Now, I’m not stupid- I know this vape and the juice still aren’t the healthiest thing for me, I’ve started at the highest level nicotine juice and am going to work my way down with nicotine levels until I’m vaping non-nicotine juice, and then I’ll taper off my the vape all together. Plans like that don’t really exist with cigarettes, why would the tobacco company want to make it easy for people to quit? Lucky for me- many people vape just non nicotine juice (I have no idea why- but thank goodness for them) so there’s gradual nicotine level juices, down to no nicotine at all.

This was not an easy transition, but it is the easiest one there is. The first 3 days of vaping all I could think about was a cigarette. I even got one in my mouth on the second or third day- then put it down and back away. Unlike previous times I attempted to quit smoking- I did not throw my cigarettes away. There are several packs in the drawer along with all the lighters. Ashtrays are put away too. I didn’t want to feel like I couldn’t smoke. I like having the feeling of choosing not to. Most of this will probably only make sense to smokers or extremely empathetic people.

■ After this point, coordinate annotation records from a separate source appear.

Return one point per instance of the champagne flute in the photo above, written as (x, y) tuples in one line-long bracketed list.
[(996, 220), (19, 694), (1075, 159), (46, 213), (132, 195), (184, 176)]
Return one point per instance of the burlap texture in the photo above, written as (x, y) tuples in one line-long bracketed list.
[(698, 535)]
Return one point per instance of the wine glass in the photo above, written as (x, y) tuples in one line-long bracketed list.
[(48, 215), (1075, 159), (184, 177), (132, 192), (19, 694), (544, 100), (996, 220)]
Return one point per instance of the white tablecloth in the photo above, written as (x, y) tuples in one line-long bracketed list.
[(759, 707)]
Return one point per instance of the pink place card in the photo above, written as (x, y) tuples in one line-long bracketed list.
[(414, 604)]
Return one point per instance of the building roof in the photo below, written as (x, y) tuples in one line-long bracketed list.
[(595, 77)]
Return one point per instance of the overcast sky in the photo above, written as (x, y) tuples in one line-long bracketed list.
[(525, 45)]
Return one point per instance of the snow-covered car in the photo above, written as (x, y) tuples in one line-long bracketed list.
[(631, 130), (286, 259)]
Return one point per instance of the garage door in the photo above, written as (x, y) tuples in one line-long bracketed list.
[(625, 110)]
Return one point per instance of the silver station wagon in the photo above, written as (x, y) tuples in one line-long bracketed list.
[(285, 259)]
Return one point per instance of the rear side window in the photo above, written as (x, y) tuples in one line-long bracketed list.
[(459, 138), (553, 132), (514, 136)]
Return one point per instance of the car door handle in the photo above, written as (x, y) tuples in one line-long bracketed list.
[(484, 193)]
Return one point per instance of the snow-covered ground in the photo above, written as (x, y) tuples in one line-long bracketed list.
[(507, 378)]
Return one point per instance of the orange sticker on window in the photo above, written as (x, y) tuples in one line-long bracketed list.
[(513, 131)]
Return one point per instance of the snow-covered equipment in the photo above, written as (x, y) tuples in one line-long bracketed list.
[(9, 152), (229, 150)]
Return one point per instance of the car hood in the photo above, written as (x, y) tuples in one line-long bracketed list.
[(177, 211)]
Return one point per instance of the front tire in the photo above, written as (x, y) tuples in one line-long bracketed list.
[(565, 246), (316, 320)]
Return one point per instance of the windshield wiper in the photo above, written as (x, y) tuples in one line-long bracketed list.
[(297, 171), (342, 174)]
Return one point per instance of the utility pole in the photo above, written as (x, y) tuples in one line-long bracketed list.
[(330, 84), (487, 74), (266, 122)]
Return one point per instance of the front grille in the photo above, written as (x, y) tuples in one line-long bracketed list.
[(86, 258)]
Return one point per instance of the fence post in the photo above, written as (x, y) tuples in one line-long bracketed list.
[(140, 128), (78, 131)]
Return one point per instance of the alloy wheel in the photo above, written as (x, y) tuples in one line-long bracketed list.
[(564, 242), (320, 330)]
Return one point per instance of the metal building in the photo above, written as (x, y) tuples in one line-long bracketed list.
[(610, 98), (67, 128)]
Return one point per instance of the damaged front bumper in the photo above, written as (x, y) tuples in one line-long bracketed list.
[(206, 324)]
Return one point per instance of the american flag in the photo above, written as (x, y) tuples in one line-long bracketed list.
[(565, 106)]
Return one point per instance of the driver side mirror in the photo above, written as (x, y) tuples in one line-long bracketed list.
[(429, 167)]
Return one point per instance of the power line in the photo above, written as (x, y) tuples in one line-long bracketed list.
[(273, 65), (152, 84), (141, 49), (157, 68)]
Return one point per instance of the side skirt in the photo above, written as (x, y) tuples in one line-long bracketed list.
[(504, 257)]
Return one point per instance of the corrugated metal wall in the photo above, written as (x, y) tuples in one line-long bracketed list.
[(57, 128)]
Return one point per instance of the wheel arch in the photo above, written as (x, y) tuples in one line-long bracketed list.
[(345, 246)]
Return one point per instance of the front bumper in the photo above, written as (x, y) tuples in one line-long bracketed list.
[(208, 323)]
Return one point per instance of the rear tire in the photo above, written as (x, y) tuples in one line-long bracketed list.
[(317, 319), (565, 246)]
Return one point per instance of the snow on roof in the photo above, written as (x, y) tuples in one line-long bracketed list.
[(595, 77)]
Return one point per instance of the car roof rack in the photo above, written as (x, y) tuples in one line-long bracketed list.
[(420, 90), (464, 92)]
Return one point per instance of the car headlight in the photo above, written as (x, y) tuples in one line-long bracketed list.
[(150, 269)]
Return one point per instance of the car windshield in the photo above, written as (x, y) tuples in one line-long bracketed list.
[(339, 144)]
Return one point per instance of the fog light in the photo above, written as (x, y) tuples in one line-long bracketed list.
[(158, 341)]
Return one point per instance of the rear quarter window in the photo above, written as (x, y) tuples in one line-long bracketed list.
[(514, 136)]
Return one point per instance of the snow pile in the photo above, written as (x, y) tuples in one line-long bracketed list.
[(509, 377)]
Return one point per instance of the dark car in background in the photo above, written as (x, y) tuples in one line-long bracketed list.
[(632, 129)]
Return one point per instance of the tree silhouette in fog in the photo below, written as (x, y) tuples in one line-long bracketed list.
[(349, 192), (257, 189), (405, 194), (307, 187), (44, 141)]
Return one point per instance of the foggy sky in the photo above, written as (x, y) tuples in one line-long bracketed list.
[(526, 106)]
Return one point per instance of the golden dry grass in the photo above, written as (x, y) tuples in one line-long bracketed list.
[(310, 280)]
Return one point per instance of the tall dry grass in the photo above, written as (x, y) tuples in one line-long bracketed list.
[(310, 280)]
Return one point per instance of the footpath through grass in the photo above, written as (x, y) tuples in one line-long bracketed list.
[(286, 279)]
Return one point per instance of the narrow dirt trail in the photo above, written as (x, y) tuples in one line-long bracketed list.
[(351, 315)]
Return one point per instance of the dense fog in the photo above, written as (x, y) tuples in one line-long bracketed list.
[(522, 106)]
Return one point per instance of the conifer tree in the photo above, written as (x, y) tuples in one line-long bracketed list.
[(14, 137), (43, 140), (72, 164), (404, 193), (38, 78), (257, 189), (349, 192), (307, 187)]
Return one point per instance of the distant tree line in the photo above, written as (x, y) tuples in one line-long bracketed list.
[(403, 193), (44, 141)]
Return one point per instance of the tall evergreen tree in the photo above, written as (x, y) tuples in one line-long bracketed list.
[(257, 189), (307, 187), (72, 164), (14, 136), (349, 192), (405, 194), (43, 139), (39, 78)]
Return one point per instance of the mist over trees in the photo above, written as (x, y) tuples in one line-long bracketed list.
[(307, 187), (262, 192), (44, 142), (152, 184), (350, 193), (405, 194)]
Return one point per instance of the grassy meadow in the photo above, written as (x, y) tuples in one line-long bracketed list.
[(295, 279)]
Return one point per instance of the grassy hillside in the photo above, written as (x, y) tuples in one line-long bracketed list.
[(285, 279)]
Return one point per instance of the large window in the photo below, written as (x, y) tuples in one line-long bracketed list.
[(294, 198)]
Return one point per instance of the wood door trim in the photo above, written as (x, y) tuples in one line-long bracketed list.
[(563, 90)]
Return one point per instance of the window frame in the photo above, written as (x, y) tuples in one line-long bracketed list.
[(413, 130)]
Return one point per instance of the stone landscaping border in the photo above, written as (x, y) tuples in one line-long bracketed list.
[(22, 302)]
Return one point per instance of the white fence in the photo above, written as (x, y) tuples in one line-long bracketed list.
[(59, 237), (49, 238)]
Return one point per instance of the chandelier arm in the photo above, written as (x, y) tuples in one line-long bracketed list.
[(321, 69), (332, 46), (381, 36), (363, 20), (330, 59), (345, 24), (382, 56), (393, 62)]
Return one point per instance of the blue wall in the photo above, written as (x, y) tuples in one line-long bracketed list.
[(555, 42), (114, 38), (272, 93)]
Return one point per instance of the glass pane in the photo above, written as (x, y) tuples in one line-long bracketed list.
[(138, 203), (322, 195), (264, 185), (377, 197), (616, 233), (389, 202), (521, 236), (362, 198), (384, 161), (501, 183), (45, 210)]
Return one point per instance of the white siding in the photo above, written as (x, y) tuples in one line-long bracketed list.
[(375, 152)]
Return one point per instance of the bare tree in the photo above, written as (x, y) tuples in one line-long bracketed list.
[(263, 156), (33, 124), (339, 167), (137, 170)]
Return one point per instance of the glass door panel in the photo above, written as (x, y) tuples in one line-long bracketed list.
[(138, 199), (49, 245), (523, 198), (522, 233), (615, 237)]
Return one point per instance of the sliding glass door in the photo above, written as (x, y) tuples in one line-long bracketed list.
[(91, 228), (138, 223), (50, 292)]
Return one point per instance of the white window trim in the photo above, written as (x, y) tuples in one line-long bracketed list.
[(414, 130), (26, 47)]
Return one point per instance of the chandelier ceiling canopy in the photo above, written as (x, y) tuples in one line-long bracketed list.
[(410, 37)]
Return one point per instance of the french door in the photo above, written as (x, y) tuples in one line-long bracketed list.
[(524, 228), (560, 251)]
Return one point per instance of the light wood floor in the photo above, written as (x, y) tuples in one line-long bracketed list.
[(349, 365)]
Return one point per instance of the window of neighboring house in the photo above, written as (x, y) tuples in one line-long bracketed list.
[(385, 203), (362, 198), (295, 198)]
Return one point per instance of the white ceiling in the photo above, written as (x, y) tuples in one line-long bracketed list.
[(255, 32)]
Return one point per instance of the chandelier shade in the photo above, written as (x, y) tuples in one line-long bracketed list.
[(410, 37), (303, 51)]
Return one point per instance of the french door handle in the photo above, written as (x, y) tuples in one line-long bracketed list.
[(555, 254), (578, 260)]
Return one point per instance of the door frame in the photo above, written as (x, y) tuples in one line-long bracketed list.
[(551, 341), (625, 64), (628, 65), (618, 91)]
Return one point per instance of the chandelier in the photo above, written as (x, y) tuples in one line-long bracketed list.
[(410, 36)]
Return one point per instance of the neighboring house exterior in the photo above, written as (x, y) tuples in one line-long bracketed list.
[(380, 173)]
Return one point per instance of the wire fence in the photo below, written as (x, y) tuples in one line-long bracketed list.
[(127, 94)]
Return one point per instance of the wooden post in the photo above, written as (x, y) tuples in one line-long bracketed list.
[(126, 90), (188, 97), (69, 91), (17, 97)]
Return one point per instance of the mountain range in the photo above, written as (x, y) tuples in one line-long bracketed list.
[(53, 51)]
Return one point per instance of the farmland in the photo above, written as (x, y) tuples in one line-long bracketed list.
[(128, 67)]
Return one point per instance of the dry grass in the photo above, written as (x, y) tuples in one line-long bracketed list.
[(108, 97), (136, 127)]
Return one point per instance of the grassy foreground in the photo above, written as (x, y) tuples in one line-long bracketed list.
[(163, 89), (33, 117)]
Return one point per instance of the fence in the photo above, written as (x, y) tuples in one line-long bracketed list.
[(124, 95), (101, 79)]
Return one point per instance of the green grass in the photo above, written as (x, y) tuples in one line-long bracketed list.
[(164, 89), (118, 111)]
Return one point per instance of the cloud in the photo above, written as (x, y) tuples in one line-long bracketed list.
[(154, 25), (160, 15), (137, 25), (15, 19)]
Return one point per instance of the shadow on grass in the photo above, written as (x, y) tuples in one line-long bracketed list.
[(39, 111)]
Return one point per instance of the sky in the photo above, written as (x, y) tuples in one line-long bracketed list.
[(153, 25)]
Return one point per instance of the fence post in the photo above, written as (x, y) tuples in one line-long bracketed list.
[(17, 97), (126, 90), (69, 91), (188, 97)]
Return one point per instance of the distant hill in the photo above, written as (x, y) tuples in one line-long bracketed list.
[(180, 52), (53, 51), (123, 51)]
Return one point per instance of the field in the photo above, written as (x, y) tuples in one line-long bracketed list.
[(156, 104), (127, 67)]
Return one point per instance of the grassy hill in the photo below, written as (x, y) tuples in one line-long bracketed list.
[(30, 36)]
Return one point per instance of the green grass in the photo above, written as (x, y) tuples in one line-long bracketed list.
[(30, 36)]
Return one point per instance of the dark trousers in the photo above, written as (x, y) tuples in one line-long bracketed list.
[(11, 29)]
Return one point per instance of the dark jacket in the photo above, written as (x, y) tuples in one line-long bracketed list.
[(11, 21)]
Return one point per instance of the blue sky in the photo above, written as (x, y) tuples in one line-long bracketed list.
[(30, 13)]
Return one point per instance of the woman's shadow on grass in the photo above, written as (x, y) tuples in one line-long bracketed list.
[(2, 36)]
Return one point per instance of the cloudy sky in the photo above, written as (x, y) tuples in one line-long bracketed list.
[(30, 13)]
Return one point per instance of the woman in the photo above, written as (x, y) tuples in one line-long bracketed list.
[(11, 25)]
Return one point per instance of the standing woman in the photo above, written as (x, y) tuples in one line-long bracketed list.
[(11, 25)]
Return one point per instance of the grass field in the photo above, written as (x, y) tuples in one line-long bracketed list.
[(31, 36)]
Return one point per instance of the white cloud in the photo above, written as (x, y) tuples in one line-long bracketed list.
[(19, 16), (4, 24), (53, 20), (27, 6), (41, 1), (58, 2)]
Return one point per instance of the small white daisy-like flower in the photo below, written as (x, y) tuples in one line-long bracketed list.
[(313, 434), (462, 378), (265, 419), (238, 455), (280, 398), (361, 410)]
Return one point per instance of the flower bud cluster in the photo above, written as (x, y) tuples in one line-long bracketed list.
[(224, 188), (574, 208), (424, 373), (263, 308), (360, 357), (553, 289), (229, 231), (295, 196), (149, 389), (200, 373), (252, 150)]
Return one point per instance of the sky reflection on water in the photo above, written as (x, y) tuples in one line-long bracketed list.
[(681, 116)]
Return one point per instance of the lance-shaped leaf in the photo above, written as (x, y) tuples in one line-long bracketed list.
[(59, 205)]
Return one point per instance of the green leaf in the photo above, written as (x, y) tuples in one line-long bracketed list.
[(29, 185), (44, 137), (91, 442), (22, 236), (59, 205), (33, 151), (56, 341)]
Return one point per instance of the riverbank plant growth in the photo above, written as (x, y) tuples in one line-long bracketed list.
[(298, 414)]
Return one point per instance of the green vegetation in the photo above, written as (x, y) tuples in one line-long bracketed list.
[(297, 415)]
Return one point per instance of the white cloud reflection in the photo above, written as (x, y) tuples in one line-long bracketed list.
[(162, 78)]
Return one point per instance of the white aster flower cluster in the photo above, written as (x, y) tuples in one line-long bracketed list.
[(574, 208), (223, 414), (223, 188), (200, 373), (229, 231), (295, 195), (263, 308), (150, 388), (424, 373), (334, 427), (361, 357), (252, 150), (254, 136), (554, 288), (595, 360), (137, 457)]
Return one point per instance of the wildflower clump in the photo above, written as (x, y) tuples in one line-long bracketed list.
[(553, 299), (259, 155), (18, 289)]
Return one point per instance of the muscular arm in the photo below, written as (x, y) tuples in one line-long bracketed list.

Everyday I still forget I’m a non-smoker. I wake up to go have a cigarette and remember I don’t have to. I don’t have to douse myself in perfume, wash my hands every 45 minutes, wash my hair everyday, air out my car… brush my teeth 10 times a day (I was a great cover up smoker in case anyone is wondering).

The things that feel best for me for no longer being a smoker is the freedom to hang out anywhere and not feel constant urges, to be free of the smell and taste and the satisfaction in knowing that I still quit fairly young so my chances for my my body to repair are very much in my favor.

So this is to thank that fantastic couple and to let everyone that does smoke, or if you have a smoker in the family know, that vaping worked for me to stop smoking cigarettes.

Is this trading one addiction for another? Yes. But it’s obviously and without question the lesser of two evils and vaping has a great stepping stone system for nicotine addicts to stop.

The best way to find vape shops in your area are to look on Yelp, Google and Instagram.

The specific one I went to here in LA is:

The Vape Shop

125 N Western Ave LA CA 90004

Oh, and this is coming from someone who had those little electronic cigarettes for years. Every kind I tried them all and nothing works like my vape I have now. In my opinion, if you are a heavy duty smoker- you need a heavy duty vape to help you quit.

My model is the Aspire CF VV+

I have always hid the fact that I was a smoker and it’s not an easy thing to be public about. I’m only sharing this in hopes that it reaches a smoker that’d like to try and quit again and also to encourage people that being nice and informative to people can really change their lives- just as that couple did for me.